Bonheur qui me souris, si tu viens dans un songe,
ah! que je meure avant qu'il se soit envolé!
Ah! si l'amour était un mensonge,
Serais-je ainsi troublé?
il reste muet loin de Djamileh
DJAMILEH
à part
Qu'à ma tremblante voix sa colère réponde...
Que m'importe aujourd'hui?..
Avant d'aller dormir sous la vague profonde,
Je veux me révéler à lui!
avec intention
Cherchant des monts à la plaîne
Son coeur envolé,
Elle allait, contant sa peine, contant sa peine
Au ciel étoilé!
Et sans qu'on en sût la cause,
Cette fleur d'amour
Se flétrit comme une rose comme une rose
Aux ardeurs du jour.
Ainsi mourut l'innocente
Dans son rêve d'or,
A sa vision charmante
Souriant encor!
à part
Il se tait!
allant vers lui et d'un ton suppliant
Maître! grâce! O maître!
HAROUN
Ah! je t'ai reconnu!..
luttant contre lui même
Mais non!.. en vain tu seras revenue...
Je ne veux pas aimer!
à part
non! ce mot qu'elle attend,
Je ne le dirai pas!!
résolument et avec violence
va t'en!
DJAMILEH
Ah!
avec désespoir
Il se jouait de moi!
d'une voix brisée L'amour était ma vie...
O mon maître! mon espérance ravie!
Plus que la liberté c'était toi que j'aimais
Plus que la liberté c'était toi que j'aimais!
Adieu pour jamais!
Elle s'éloigne puis chancelle et tombe dans les bras d'Haroun accouru pour la recevoir.
HAROUN
hors de lui
Ah! chère enfant, c'était une épreuve!
O Djamileh! mon âme, mon seul bien,
Il ne me faut plus d'autre preuve,
En comprenant ton coeur,
J'ai retrouvé le mien!
Ta lèvre parfumée,
Ta lèvre peut cesser de mentir,
mon doute est terrassé, mon doute est terrassé,
O douce bien aimée!
Revenons pour jamais aux beaux jours du passé!
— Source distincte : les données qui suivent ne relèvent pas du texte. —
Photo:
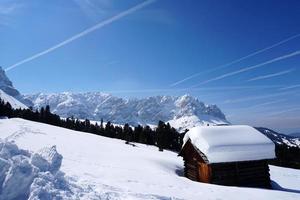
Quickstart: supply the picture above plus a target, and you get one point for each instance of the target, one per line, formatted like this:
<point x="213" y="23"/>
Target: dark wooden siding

Oui, c'est trop, c'est trop, je cède, je cède
Au plus doux transport!
O Djamileh! L'amour me possède,
Non, mon coeur n'est pas mort!
DJAMILEH
Je triomphe, il cède, il cède
A son doux transport!
Ah! L'amour le possède,
Son coeur n'est pas mort!
HAROUN, DJAMILEH
Ah! viens!
Pour toi je veux vivre!
Ta voix qui m'enivre
A fixé mon sort!
HAROUN
Ah! viens, pour toi, pour toi je veux vivre.
DJAMILEH
Ah! pour toi, pour toi je veux vivre.
HAROUN, DJAMILEH
Oui, ta voix qui m'enivre a fixé mon sort!
DJAMILEH
Ta voix chérie, ta voix m'enivre,
Je veux vivre pour t'aimer!
HAROUN
Je t'aime! je t'aime! je t'aime!
HAROUN, DJAMILEH
Ah! viens!
Splendiano a paru, il fait un geste de désespoir comique! Derrière lui se montrent les amis d'Haroun, à leur vue, Haroun ramène sur le visage de Djamileh le voile qu'elle avait laissé tomber sur ses épaules, puis il passe doucement avec elle.